Almost 2 000 UK port workers at Felixstowe have downed tools, marking the start of an eight-day strike over a pay dispute and heightening fears of a major supply chain disruption across the country.
This comes after Trade Union Unite’s negotiations with the Felixstowe Dock and Railway Company hit a deadlock after it offered a 7% wage increase, which the union found was unacceptable in light of the terminal’s high profits and dividends declared to shareholders in recent years. The increase is also below the real inflation rate of 11.8% and the workers feel that they had already been placed under strain after accepting a 1.4% below-inflation pay hike in 2021.
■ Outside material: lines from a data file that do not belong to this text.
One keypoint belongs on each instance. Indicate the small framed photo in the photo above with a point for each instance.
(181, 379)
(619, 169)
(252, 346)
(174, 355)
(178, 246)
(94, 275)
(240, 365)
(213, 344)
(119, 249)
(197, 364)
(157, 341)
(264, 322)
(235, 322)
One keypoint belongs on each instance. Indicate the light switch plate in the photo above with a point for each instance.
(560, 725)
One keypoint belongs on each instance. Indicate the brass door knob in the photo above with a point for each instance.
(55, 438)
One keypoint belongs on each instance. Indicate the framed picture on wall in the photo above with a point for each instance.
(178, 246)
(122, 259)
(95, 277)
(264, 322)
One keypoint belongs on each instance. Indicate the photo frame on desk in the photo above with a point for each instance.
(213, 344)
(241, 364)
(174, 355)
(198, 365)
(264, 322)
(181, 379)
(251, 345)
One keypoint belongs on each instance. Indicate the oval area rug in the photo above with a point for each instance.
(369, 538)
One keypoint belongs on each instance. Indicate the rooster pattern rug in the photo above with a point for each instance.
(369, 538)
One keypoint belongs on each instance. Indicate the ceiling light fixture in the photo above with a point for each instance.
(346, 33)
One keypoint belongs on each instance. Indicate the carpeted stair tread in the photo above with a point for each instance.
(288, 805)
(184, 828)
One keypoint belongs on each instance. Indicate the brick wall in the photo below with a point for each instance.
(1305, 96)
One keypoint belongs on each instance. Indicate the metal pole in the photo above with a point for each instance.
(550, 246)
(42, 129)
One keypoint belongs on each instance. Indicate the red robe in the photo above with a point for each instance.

More than 1 900 members of the union, who are employed in manual roles at the docks, including crane drivers, tug boat operatives, and stevedores, walked off the job on Sunday, August 21, in the first strike to hit the port since 1989. It follows a raft of industrial action in the transport sector by the UK’s railway and London tube network workers last week, and is expected to run for eight days until August 28.
Unite has accused the company of prioritising profits and dividends instead of pay.
The union noted in a statement that the Felixstowe Dock company, its subsidiaries, and parent company based in Hong Kong, showed the company was ‘crying crocodile tears’ when it claimed it couldn’t afford to pay its dockers. Since 2017 the company has paid out £198 million in dividends, most of which have gone to parent companies, with the ultimate holding company being CK Hutchinson Holdings, which is registered in Hong Kong. Felixstowe’s accounts for 2020, at the height of the Covid-19 pandemic, showed the company had made pre-tax profits of £61m, while also paying a dividend of £99m.
“Felixstowe Docks and its associated companies have been prioritising profits and dividends instead of giving their workers a decent share of the pie,” Unite general secretary Sharon Graham said.
“Instead, the company is siphoning off tens of millions of pounds offshore to its Hong Kong-based parent company almost every year. So Hong Kong shareholders are getting a bonanza payout while the company weeps ‘crocodile tears’, claiming that they can’t pay a decent pay rise here and essentially asking workers to accept a pay cut,” she said.
She added that the workers at Felixstowe had Unite’s full backing until this dispute was resolved.